Damnit I keep forgetting about it but here's a piece extracted from a random pic today:
Now after some testing I can say it definitely is not as quiet as the large Givi screen but still, it is tall enough to avoid the air-hammer buffeting that all the other screens do, so I can work with it. As it is narrow down below, it creates quite a strong updraft into the vacuum bubble higher above and this creates wind noise at shoulders and under the helmet. Strange thing... if you look at this CFMoto 650 MT pic, you will see the extra plexiglass pieces they have added to the sides. They added them for the 2019 model, so it is a specific improvement to offer better protection, not a random design idea.
This makes me wonder. Many ADV screens are tall and narrow, rather narrower down below and wider on top than vice versa, Tracer 700 1st gen being the most extreme example perhaps.

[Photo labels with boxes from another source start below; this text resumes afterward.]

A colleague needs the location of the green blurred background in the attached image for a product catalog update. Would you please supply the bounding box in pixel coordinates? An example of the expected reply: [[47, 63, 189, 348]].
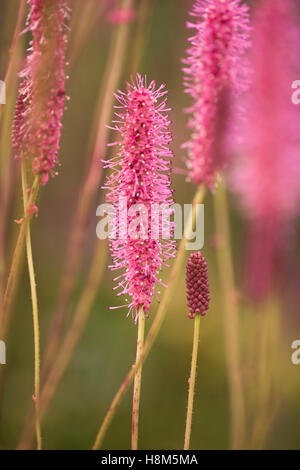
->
[[0, 0, 300, 449]]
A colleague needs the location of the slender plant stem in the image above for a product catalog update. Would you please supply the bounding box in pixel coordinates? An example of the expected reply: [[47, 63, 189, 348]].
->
[[131, 309, 145, 450], [18, 243, 107, 449], [21, 159, 42, 450], [249, 296, 279, 450], [42, 0, 134, 377], [184, 315, 200, 450], [0, 0, 25, 302], [18, 0, 148, 449], [93, 186, 205, 450], [214, 180, 245, 449]]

And this looks good and everything, but aerodynamically the need seems to be the opposite, if you leave these areas open, air will rush upwards and end up right below the helmet, right where you can hear it the best.
Now when I had the Givi screen on, I also had the windscreen mount backward tilt mod, meaning, four washers under the front bolts of the windscreen holders. This moved the top end of the screen closer to my face and at the same time enabled more air to pass underneath the screen, expectedly reducing vacuum and all sorts of air rushing into it. I removed the mod when I installed Ermax and I am planning to try it out again.
Another thing I am thinking is this. Many touring screens, Honda ones specifically and even the Versys 1000 LT OEM one have a vent hole in them to allow some air come through. Why don't aftermarket touring screens that primarily claim better airflow management have those? Should we experiment with cutting some holes in some screens?